Using state-of-the-art instruments, XRISM can measure the heat of a single X-ray photon. Imagine this as creating an X-ray rainbow from high-energy light, but on a whole new level!
The big day is August 25 (or August 26 if you’re in Japan), when XRISM will take off from Japan’s Tanegashima Space Center. We don’t have the exact time of launch yet, but rest assured you can catch it all live on Space.com when it happens.
Leading this stellar project is JAXA, with NASA chipping in, and support from scientific teams in Canada and Europe.
What’s the mission’s goal, you might ask? Well, according to Brian Williams, XRISM project scientist at NASA’s Goddard Space Flight Center, XRISM is about diving deep into some of the universe’s toughest corners.
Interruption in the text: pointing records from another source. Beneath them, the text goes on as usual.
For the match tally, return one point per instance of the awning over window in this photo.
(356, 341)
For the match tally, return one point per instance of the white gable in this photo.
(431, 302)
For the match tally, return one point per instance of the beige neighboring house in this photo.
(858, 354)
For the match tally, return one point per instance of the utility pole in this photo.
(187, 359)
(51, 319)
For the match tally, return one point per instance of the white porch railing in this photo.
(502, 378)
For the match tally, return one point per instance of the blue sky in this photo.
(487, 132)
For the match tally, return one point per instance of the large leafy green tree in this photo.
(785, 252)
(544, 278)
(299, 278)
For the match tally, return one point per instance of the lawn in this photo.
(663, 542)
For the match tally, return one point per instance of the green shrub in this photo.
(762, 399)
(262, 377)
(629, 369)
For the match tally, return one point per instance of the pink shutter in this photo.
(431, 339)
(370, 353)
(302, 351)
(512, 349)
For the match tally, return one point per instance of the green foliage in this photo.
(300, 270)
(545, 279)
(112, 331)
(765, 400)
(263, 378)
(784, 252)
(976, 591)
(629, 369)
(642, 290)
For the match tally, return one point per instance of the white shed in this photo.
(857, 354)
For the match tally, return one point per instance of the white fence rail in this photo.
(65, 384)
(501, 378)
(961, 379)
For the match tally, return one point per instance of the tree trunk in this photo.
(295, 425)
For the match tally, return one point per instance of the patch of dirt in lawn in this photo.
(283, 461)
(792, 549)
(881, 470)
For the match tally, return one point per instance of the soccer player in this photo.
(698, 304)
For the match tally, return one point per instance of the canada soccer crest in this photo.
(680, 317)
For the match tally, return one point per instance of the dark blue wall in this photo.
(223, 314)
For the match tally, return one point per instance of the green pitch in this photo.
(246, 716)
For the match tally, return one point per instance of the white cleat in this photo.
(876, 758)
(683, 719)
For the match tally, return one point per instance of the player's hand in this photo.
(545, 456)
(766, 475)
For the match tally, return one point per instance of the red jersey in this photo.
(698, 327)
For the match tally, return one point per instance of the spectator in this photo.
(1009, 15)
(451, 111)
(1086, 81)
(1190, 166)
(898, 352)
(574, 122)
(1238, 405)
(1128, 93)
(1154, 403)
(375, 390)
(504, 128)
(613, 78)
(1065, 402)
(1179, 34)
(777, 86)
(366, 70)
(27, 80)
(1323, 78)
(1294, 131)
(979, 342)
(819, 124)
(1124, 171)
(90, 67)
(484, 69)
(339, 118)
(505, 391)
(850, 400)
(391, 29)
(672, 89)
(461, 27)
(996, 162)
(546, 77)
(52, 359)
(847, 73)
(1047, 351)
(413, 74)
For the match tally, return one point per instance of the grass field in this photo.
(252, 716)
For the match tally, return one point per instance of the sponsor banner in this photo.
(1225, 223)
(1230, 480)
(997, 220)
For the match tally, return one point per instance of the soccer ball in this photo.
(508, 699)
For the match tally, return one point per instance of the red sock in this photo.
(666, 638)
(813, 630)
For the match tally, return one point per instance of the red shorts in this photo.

Think about studying the innards of neutron stars or tracking particle jets zooming near light-speed, powered by black holes in active galaxies. Active galaxies, by the way, are these huge clusters of stars with an unusual energy hub in the center.
XRISM comes equipped with two special tools to investigate these enormous cosmic events. The first of these, Resolve, is an X-ray spectrometer. This instrument is so precise that each pixel in its 6×6-pixel detector can absorb a single X-ray photon. With this level of precision, Resolve can record up to millions of measurements in stunningly high resolution.
To do this kind of work, Resolve needs to operate at super-cold temperatures, close to absolute zero. How do we achieve this? Resolve is kept in a special flask filled with liquid helium, chilling it down to a brisk -460 degrees Fahrenheit (-270 Celsius).
But that’s not all! XRISM also has another instrument, Xtend, to broaden Resolve’s field of view. Thanks to Xtend, Resolve can capture images of the sky about 60% larger than a full moon, which is wider than any previous X-ray imaging satellite!
Both Resolve and Xtend rely on twin X-ray mirror assemblies, developed at Goddard, near Baltimore.
So, buckle up space fans! XRISM is about to take us on an incredible journey into the heart of the cosmos like never before.